La réforme constitutionnelle italienne visant à séparer les carrières judiciaires marque un tournant décisif dans l’évolution de l’ordre judiciaire. Adoptée par le Sénat en octobre 2025 – et devant faire l’objet d’un référendum confirmatif en avril 2026 – elle introduit des parcours professionnels distincts pour les juges et les procureurs, crée deux Conseils supérieurs de la magistrature séparés, et institue une nouvelle Haute Cour disciplinaire. Ses partisans y voient un renforcement de l’impartialité et de la transparence ; ses détracteurs alertent au contraire sur les risques pesant sur l’indépendance du ministère public et l’autonomie judiciaire.
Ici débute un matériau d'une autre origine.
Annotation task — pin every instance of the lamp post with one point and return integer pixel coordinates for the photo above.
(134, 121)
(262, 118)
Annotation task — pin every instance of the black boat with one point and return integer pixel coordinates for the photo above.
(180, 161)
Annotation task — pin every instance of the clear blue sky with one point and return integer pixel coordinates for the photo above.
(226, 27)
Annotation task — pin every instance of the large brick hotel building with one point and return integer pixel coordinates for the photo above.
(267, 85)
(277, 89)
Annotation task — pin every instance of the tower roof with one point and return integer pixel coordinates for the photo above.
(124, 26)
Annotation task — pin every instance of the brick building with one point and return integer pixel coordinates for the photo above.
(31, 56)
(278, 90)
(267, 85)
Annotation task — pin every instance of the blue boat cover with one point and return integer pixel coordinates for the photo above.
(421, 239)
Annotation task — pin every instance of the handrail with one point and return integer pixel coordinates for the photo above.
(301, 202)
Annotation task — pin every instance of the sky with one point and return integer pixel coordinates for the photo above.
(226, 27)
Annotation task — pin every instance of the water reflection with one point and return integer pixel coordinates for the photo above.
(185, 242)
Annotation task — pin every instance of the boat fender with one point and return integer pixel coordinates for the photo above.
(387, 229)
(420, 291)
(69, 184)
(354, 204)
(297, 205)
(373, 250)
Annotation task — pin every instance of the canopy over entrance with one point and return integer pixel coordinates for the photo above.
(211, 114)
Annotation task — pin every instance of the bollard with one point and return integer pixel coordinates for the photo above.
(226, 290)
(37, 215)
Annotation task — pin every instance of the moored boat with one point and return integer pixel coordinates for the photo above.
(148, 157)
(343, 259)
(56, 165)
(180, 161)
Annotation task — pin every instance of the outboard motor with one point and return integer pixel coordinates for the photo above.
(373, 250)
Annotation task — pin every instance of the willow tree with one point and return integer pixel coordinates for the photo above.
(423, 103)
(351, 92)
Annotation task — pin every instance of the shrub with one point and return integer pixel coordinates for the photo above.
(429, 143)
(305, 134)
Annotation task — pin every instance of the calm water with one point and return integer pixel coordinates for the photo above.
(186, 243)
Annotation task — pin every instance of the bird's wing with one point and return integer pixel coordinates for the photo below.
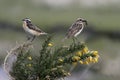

S’il ne s’agit pas d’une remise en cause frontale de l’indépendance judiciaire, la réforme s’inscrit toutefois dans une stratégie plus large d’affaiblissement progressif des contre-pouvoirs. En combinant le respect formel des procédures constitutionnelles avec des pratiques de marginalisation du Parlement et de délégitimation de la magistrature, le pouvoir exécutif opère une dégradation feutrée de l’État de droit.